ハナニラ(花韮)/ヒガンバナ科/ハナニラ属
アルゼンチン原産の帰化植物 多年草 花期は3〜4月 別名は「セイヨウアマナ」
油断していた。この草が「ハナニラ」だとは考えてもいなかった。春になってから、あちらこちらで見かけるようになったが、花が立派なので園芸種を誰かが植えたのだろうと思っていた。ところが、行く先々でやたら目につくので、ひょっとして自生しているのではないかと考えるようになった。もしかしたらと葉をちぎって嗅いでみると、青臭い中にも「ニラ」の匂いがする。これが「ハナニラ」か。これでは間違えるのも無理はない。「ニラ」は以前に取り上げており、誤食に関しても書いた。その際に「ハナニラ」という「ニラ」の匂いがする草があり、見分けるのが難しいと記した。「ハナニラ」の写真も見ていたが、頭の中で花の大きさを誤認してしまったようだ。なんせ「ニラ」と間違えるほどであるから、もっと小さな花だと思い込んでいたのだ。でも、これで「ニラ」「ハナニラ」「ハタケニラ」が出揃った。
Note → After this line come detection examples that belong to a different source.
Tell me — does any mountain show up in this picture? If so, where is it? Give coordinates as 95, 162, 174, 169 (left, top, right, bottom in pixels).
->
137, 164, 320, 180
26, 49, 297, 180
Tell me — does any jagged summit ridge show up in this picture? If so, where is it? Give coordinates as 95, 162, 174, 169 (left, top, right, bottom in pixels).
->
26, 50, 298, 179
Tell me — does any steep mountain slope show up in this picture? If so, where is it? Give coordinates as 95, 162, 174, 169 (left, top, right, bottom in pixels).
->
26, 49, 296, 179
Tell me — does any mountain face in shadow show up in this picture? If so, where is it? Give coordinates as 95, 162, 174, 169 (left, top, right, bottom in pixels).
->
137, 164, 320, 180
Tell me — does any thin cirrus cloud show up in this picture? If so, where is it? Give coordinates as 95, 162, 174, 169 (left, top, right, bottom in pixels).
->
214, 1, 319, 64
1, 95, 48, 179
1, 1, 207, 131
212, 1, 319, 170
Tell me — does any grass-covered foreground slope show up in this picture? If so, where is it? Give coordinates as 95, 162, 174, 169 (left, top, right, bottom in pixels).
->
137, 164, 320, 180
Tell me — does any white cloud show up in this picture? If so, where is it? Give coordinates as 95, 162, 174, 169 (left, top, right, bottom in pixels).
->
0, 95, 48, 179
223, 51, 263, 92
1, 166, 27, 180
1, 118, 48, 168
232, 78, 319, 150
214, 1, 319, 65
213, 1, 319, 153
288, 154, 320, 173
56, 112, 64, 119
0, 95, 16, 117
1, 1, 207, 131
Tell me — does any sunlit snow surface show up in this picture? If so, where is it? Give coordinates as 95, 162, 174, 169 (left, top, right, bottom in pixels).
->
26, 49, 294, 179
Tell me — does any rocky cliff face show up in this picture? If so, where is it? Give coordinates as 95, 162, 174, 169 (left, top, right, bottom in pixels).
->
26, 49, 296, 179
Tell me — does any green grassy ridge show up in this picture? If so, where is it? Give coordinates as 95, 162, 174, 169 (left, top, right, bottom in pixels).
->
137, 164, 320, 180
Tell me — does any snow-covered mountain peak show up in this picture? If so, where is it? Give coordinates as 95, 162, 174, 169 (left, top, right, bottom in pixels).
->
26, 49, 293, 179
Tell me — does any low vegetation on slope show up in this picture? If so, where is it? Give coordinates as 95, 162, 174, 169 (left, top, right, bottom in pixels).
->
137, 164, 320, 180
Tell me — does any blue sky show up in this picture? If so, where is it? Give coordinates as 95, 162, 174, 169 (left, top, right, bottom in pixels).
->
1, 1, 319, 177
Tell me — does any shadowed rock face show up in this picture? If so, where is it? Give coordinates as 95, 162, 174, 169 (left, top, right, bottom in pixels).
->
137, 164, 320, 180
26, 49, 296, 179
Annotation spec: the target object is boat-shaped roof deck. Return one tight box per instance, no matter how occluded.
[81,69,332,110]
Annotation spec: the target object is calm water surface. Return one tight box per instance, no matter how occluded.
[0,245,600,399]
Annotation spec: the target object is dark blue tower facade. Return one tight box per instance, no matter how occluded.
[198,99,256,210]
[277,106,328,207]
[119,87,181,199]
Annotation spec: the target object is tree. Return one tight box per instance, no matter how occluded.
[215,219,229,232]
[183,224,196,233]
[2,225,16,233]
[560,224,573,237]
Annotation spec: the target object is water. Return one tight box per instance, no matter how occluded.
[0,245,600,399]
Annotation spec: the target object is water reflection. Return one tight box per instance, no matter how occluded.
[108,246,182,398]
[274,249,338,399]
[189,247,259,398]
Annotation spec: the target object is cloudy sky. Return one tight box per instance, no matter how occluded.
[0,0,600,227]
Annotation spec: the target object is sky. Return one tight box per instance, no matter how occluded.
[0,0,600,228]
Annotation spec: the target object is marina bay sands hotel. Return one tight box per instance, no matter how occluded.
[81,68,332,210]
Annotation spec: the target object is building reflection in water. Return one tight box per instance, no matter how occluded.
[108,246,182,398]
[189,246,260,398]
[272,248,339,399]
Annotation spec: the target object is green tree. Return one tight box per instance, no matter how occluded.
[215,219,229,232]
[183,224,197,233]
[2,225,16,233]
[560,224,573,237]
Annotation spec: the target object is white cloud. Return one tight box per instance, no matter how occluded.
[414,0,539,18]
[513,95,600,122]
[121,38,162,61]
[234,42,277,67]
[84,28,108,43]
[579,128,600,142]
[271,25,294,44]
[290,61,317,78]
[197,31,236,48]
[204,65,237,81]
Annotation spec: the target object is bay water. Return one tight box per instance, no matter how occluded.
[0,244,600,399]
明治の頃に南米アルゼンチンから観賞用として輸入されたが、その繁殖力の強さから日本に定着したようである。「ハタケニラ」も「ハナニラ」もすっかり日本に馴染んでいるから、環境が合っているのだろう。別名の「セイヨウアマナ」とは、在来種でユリ科の「アマナ」に似ている西洋種の花ということだ。アルゼンチンから来たのに「セイヨウ」とは、西に進みすぎてヨーロッパを通り越してしまったようだ。だが観賞用の花ならば「ハナニラ」より「セイヨウアマナ」の方がウケはいいだろう。
誤食に至るプロセスはこうだろう。花を見れば「ニラ」でないのは一目瞭然であるが、それでも間違えるのは花の時期に問題があるからだ。「ハナニラ」の花期は3〜4月なので、もう少しすれば花は終わり、葉だけになる。そのまま夏を迎えると、今度は「ニラ」の花が咲く。「ニラ」を収穫しようとして、ふと横を見ると花の咲いていない草がある。匂いを嗅ぐと「ニラ」のようであるから、ついでに収穫する。さて夕食の準備を始めるか。と、このような経過をたどると考えられる。